Theology is a word made up of two Greek words. Theos, which means “God,” and logos, which means “word.” So, theology is “the word about God,” or “the study of God.” For Christians theology is the study of God that is based in God’s Word the Bible. Other religions have their own theology, but Christianity’s theology is based in the only source of absolute truth, the Bible.
I have been convicted and alarmed about how proud the study of theology can make theologians. Professionally, theologians are individuals who study the Bible, teach higher education courses about the Bible, or write books on theology. However, I am not only referring to “professional” theologians. I am referring to everyone who studies the Bible to learn who God is and what God has done. I am referring to you, me, non-professionals, elders, professionals, every Christian who is studying the Bible to know God.
I am incredibly convicted over pride in the study of theology.
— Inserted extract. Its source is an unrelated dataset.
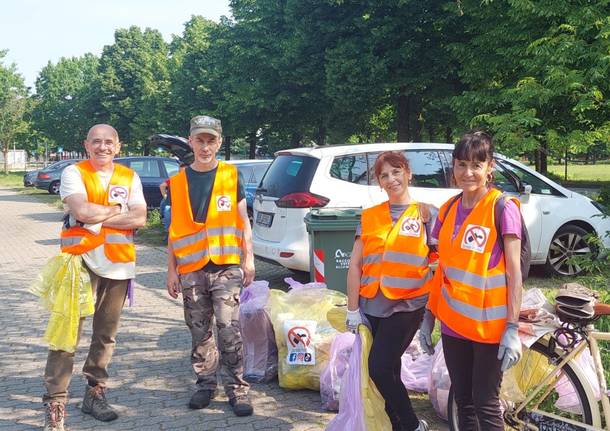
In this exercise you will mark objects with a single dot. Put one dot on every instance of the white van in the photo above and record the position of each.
(341, 176)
I have seen it in myself. I have observed it in the dormitories of Bible colleges. I have heard it in debates in the halls of seminaries. I have heard it in Bible study discussions. I see it on social media. I hear it in some sermons. I hear it in dinner conversations about the “sovereignty of God and the free will of man” debate. From all sides of the arguments there is always a temptation to be proud in our knowledge of theology. However, I have become convinced that pride is an absolute impossibility when we are truly studying theology.
I don’t mean that it is impossible to be proud when studying information in the Bible. It is obvious that this is possible and even prevalent. By sin nature we are prone to be proud and think more highly of ourselves than we should. The more we know the higher we think of ourselves and the lower opinion we have of those who think differently.
When I say that pride is impossible when truly studying theology, I mean that when we really study who God is and grow in our knowledge of Him it is impossible to be proud. This is true because of who God is. When we rightly recognize who God is and we see ourselves in light of Him, there is nothing in us that should produce pride.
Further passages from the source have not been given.